Materials and methods: An analysis of studies evaluating the association between vitamin D receptor gene polymorphisms Fok1, Bsm1, Taq1, Apa1, and Cdx2, poly (A) and Bgl1 as well as some haplotype combination has been performed. Data were extracted from PubMed using the key words VDR polymorphism in combination with bone mass.

Results: This analysis was performed with the intent of giving an up-to-date overview of all data concerning the relevance of VDR polymorphisms for bone mass. Obviously, at present it is still not possible to make any definitive statements about the importance of the VDR genotype for bone mass. It seems probable that interactions with other factors such as calcium and vitamin D intake, 25(OH)D plasma levels and others gene play a decisive role in BMI occurrence and should not be underestimated. Other risk factors such as obesity, smoking status, alcohol and others are also frequently mentioned as being more or less important for BMI depending on the VDR genotype.

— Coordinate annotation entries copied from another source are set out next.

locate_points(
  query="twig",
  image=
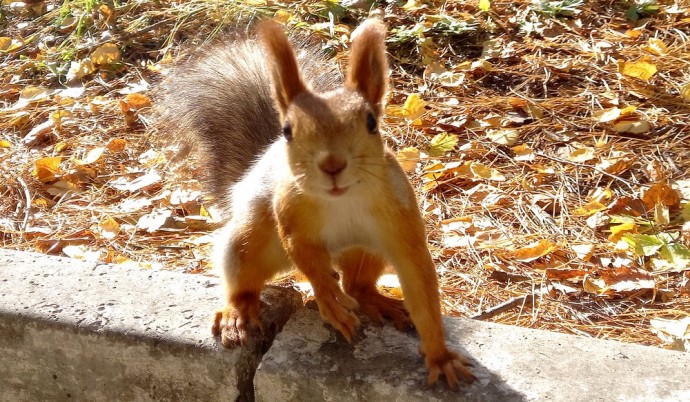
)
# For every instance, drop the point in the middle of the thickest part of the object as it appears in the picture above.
(526, 300)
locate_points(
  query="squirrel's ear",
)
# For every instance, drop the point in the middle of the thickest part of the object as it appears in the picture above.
(368, 72)
(287, 82)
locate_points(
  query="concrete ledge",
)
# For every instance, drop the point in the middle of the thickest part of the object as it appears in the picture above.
(71, 329)
(309, 361)
(82, 331)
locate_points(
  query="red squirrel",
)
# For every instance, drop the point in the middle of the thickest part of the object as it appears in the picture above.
(299, 163)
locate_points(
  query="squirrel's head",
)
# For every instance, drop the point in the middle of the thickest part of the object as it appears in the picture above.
(333, 141)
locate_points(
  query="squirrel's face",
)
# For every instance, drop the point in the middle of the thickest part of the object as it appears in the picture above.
(333, 143)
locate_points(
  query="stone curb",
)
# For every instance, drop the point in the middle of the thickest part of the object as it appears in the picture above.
(309, 361)
(73, 330)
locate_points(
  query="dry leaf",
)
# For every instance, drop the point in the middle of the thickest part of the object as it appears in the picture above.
(442, 144)
(657, 46)
(105, 54)
(109, 228)
(535, 250)
(408, 158)
(48, 169)
(581, 155)
(631, 126)
(505, 136)
(523, 153)
(642, 69)
(413, 107)
(583, 251)
(661, 193)
(92, 156)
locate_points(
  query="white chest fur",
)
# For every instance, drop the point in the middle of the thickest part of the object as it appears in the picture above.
(348, 222)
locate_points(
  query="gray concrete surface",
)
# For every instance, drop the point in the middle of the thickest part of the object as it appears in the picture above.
(72, 330)
(310, 362)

Conclusion: The determination of the VDR is hardly usable test from the point of view of clinical practice. The association between VDR and bone mass is relatively small overall. To date, however, the role played by the VDR gene polymorphisms on bone mass has not been defined with precision and requires a further confirmation in larger population groups, better characterized and different from ethnic point of view. Probably other and environmental factors involved in determining bone mass have yet to be identified.